12. The ratio of PM and R&D is changing. In the past we had to do a lot of R&D in a PM, today it may be 1 to 1. In other words, many practices do not require R&D intervention during the early test, and the PM can do it by saving up a thing by itself, which is different from before.
13. The truly successful AI native application product manager is likely not to be a certain type of person, but a synthesis of all kinds of people, someone may not be a computer major, but he has a strong ability to learn Xi, he has a sense of product and market, and at the same time is not afraid of technology, even if he has not learned, read the latest **, you can understand what is said, what method is used, this type of person is most likely to become a successful product manager.
14. Why am I struggling with the word "access", in fact, I am struggling with your muscle memory. Because access is the easiest, but also the lowest value. What does your business have to do with the big model, and can the big model help you grow your DAU, how much your retention rate grows, how much does your user duration grow, how much does your revenue grow, and how much does your profit grow?These are the key metrics for the business. But it's not easy to make a difference in these key indicators. It doesn't depend on inertia, it doesn't depend on muscle memory.

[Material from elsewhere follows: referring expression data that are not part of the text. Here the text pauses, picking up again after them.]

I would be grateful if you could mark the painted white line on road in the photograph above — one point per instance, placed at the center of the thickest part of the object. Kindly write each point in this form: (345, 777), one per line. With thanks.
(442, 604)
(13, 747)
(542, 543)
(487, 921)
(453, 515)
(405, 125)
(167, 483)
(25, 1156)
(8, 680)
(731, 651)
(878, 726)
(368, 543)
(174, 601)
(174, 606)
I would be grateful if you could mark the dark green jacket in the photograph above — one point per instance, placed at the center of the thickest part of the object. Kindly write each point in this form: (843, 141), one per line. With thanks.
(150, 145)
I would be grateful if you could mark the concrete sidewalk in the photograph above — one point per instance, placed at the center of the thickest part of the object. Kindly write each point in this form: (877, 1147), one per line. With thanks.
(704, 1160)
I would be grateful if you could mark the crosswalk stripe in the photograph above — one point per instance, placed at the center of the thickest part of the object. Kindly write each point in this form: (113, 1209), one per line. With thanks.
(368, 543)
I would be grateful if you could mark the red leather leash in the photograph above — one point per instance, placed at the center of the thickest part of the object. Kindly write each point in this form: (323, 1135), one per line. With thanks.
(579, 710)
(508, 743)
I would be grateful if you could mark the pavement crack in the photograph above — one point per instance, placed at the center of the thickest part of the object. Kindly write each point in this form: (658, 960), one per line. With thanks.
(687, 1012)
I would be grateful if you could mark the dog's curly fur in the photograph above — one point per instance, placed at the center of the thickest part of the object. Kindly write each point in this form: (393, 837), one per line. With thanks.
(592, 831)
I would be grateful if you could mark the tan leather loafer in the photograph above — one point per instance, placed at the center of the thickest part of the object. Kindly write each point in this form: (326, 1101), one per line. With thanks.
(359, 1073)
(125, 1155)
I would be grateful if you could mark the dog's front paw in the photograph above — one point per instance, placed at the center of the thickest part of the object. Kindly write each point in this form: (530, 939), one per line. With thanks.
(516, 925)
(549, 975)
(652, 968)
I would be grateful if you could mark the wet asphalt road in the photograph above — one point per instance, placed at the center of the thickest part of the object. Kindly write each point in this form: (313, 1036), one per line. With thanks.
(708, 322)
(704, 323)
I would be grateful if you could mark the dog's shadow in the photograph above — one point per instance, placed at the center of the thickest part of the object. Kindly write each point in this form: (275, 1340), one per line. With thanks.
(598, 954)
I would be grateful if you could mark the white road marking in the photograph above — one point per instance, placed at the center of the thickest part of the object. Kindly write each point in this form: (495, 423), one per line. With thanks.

15. Our cognition today is very different from our cognition in a month or half a year or a year. How did this cognition come out of it?It's not something you think out of thin air while sitting in the room, and it's not something I read ** to understand. Indeed, there are countless developers who know that this road leads and this road does not work in the process of trying. Today, the vast majority of possibilities have not been tried, and entrepreneurs and developers have to try, whether this road works or not, it is a valuable experience and lesson. Even if you don't get through, you know that you haven't gotten through, and if you get through, it's a big opportunity.
16. I think it is a long-term opportunity, but if you don't seize this opportunity early, you are likely to fall behind in the competition. This year there is a chance this year, next year there is a chance next year, and if there is a chance in five years, I think there will be a chance. But why not earlier?Why not bring out the value of technology and the potential of technology earlier than your peers and competitors?Especially when your metrics, when your North Star metrics, do they have a positive effect on the key metrics of the core business?When you think it through, everything else will be solved.
17. With the advent of the era of large models, the real value lies in native applications, and native applications are great opportunities for large manufacturers, small and medium-sized enterprises, and entrepreneurs.